Mas o silêncio lhe parecia com algo enorme, sem fim, firme e forte o suficiente para agüentar tudo calado. E isso não significava que ele estava certo. Ela o condenava. Ela condenava o silêncio na mesma proporção que o temia. Mas não disse nada.

(Realmente é muito interessante poder gritar, falar, dizer tudo o que tenho a dizer e nem sempre posso. Aproveito o momento, a deixa, o espaço e falo, falo, falo, repetindo as palavras várias vezes. Tudo isso pelo tempo que permaneci calada, quando apenas observava suas vozes ousadas e suas trocas de olhares. Os mesmos de todos os humanos, os mesmos de ontem e de amanhã; de quando o nada existiu e desistiu. De quando vocês todos surgiram e eu me calei. 
Nós éramos felizes até vocês surgirem, sabiam?)

Naquele momento, ficar quieta parecia quase insólito, mas não conseguia emitir som algum. Apenas ia de um lado para outro. E nem isso sugeria ruídos, por estar descalça sobre o carpete. Como podia ser infernal o silêncio. E demorado também. Não adiantava pensar que poderia simplesmente ligar a televisão ou mesmo colocar algum cd para tocar que preenchesse o vácuo de uma hora para outra. Primeiro, por aguardar algum som natural, como o barulho das chaves na fechadura ou a comunicação de algum vizinho. É, algum vizinho poderia precisar de alguma coisa e de repente lhe pedir. Mas sabia que nada disso aconteceria. A não ser por algum acaso muito distante de sua realidade. E também por não ter o hábito de falar com os vizinhos.

Segundo, por saber que mais nada natural poderia acontecer num mesmo dia, ainda que questionasse a naturalidade dos fatos.

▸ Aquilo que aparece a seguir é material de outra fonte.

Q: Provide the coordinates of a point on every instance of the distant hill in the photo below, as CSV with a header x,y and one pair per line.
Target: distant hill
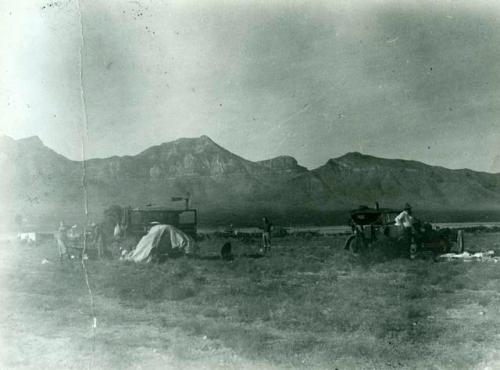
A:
x,y
38,181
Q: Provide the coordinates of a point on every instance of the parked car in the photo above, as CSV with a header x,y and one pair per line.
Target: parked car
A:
x,y
372,224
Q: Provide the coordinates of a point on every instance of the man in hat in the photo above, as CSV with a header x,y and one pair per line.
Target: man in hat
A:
x,y
62,241
405,221
97,239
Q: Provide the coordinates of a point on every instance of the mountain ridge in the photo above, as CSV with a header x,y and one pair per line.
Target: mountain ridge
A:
x,y
218,179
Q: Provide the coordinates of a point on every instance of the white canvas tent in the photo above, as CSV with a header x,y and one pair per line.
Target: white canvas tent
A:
x,y
161,239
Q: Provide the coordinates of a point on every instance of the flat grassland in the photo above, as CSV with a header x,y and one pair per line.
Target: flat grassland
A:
x,y
307,305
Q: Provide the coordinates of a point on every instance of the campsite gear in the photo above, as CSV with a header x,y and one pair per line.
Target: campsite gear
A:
x,y
160,242
488,256
138,221
372,224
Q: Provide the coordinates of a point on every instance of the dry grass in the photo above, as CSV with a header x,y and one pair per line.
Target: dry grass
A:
x,y
308,305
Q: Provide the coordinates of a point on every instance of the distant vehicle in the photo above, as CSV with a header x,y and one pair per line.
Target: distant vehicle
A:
x,y
138,221
371,224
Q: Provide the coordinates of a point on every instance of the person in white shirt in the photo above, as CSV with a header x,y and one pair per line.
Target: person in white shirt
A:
x,y
405,220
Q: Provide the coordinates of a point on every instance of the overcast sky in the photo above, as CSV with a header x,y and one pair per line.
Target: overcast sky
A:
x,y
309,79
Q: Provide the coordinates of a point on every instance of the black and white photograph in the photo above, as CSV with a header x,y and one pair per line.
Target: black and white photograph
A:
x,y
250,184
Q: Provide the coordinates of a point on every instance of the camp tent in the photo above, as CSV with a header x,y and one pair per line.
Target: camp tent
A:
x,y
161,241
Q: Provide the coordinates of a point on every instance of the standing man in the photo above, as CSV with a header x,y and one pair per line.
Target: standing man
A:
x,y
266,235
97,239
405,220
62,241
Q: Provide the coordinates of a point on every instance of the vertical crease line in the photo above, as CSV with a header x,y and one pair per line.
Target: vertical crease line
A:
x,y
84,186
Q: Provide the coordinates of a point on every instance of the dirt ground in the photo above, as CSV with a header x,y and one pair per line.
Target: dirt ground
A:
x,y
307,305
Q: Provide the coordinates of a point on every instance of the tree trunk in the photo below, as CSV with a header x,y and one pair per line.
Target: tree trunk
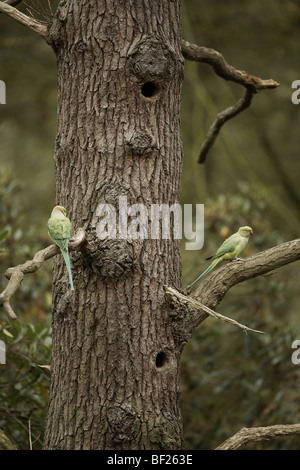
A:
x,y
115,361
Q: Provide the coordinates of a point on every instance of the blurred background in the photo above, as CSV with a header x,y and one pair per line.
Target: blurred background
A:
x,y
229,379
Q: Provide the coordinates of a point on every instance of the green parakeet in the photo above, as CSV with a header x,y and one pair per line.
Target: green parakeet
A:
x,y
229,250
59,227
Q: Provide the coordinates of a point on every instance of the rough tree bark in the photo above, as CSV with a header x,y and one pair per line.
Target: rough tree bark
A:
x,y
115,364
118,338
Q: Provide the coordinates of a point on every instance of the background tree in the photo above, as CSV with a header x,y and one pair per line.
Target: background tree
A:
x,y
226,209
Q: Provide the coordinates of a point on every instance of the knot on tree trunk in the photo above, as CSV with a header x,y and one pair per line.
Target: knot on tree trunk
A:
x,y
124,424
153,63
142,144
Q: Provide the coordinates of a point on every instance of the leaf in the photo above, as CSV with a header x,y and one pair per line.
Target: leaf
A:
x,y
4,235
7,333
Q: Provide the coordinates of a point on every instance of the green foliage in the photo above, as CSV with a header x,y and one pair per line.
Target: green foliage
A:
x,y
229,379
23,383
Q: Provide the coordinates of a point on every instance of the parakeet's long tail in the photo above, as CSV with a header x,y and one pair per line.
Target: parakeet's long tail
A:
x,y
67,261
210,267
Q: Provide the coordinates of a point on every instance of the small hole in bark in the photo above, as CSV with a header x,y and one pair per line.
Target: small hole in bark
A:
x,y
149,89
160,359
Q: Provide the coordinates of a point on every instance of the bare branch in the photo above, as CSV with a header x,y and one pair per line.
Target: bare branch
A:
x,y
195,305
215,285
31,23
223,69
6,443
222,117
16,274
13,3
247,435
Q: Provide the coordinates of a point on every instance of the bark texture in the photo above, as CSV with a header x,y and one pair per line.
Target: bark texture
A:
x,y
115,364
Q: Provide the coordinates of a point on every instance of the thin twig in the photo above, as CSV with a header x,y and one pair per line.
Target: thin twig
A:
x,y
222,117
6,443
31,23
29,434
16,274
227,72
247,435
194,304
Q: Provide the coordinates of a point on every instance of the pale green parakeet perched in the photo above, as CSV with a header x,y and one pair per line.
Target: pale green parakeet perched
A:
x,y
229,250
59,227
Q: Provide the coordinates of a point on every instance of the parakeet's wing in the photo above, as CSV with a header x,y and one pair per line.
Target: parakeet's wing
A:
x,y
228,246
60,231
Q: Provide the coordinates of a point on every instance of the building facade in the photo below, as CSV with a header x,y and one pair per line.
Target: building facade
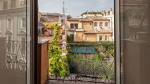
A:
x,y
91,28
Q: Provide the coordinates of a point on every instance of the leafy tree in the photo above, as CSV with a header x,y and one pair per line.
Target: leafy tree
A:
x,y
58,65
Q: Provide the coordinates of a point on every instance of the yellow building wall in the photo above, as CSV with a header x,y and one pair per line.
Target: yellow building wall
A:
x,y
78,37
87,26
90,37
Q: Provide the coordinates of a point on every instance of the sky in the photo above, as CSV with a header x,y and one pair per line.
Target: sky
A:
x,y
74,7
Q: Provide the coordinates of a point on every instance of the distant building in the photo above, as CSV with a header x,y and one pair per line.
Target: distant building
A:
x,y
90,29
109,14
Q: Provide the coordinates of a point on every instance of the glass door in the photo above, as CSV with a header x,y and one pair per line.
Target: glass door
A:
x,y
135,41
15,41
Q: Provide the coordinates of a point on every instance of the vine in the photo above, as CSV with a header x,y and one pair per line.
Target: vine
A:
x,y
58,65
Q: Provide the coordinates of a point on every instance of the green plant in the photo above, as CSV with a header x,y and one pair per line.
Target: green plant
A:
x,y
58,65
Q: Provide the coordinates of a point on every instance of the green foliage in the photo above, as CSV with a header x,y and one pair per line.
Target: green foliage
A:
x,y
97,65
58,65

(Estão vendo como posso falar? Posso sim. 
Posso dizer do silêncio daqueles que temem e não compreendem nada; olham pelos buracos das fechaduras atrás de alguma coisa, enquanto pensam viver. Vou falar tudo o que me enobrece e agiganta, antes mesmo que alguém possa pensar em não ouvir. Imagino que não haverá espaço de tempo suficiente para que eu seja interrompida. E, pensando bem, não agüento mesmo olhar para a cara de vocês todos. E tudo o que eu gostaria era poder sumir com seus semblantes e reações ensaiadas, assim como quem apaga um desenho repetido, um borrão qualquer. 
Ou como quem apaga um som. Como um estampido. 
Pá! Um semblante sumiu! Pá, pá! Outro! Pá, pá, pá!
Faltaram apenas vocês dois. E não me olhem assim. Eu ainda não terminei de falar.)

Olhou as cutículas. Sangravam. Tinha a mania de puxar as peles em volta das unhas com os dentes quando estava só. Chupou o pouco sangue que saiu delas e sentou-se no chão, como quem pensa em rezar. Mas não rezou. Sabia que não adiantaria de nada.
 
Nunca adiantou.

(Um estampido pode apagar um som. 
Pode apagar seu próprio som, pela rapidez que acontece. Pode apagar outros sons, pela lentidão da crença e ainda assim ser um estampido. 
Pá! Ouviu? É um estampido. 
E você, aí, ainda é necessário dizer que, se me calei por todo esse tempo foi apenas por uma questão de princípios e que minha vontade era gritar em seus ouvidos o tempo todo, todos os dias, até convencê-los da dor que me fazem sentir nesse momento, como quando abrem suas bocas imundas.)

O silêncio não cessaria sua existência tão cedo. Não abriria a boca e nem contaria nada.

Uma enorme bolsa muda ameaçava sugar sua existência para dentro de si. Recostou-se na cama. A bolsa era enorme e parecia ter vida própria, pois ela simplesmente não conseguia reagir à sua força. 

A campainha não tocou, os vizinhos não chamaram por ela, mas ainda podia se lembrar daqueles rostos conhecidos, todos quietos observando seu silêncio também profícuo, enquanto contavam da morte dele, pela manhã.

- Por quê?

Todos calados.

Eram culpados. Sempre soube que aquela família o mataria, um dia. Estava na cara, apesar de nunca terem dito nada...

O estado de sonolência já se confundia com a vida, mas ainda deu tempo de erguer uma das mãos e em mais um "pá!" imaginário atirar no último rosto que sobrava em sua lembrança. 

Com sorte poderia ser do filho da puta que contara a ele sobre seus segredos todos, cheios de mistérios que ele tentava sondar e ela respondia com o silêncio.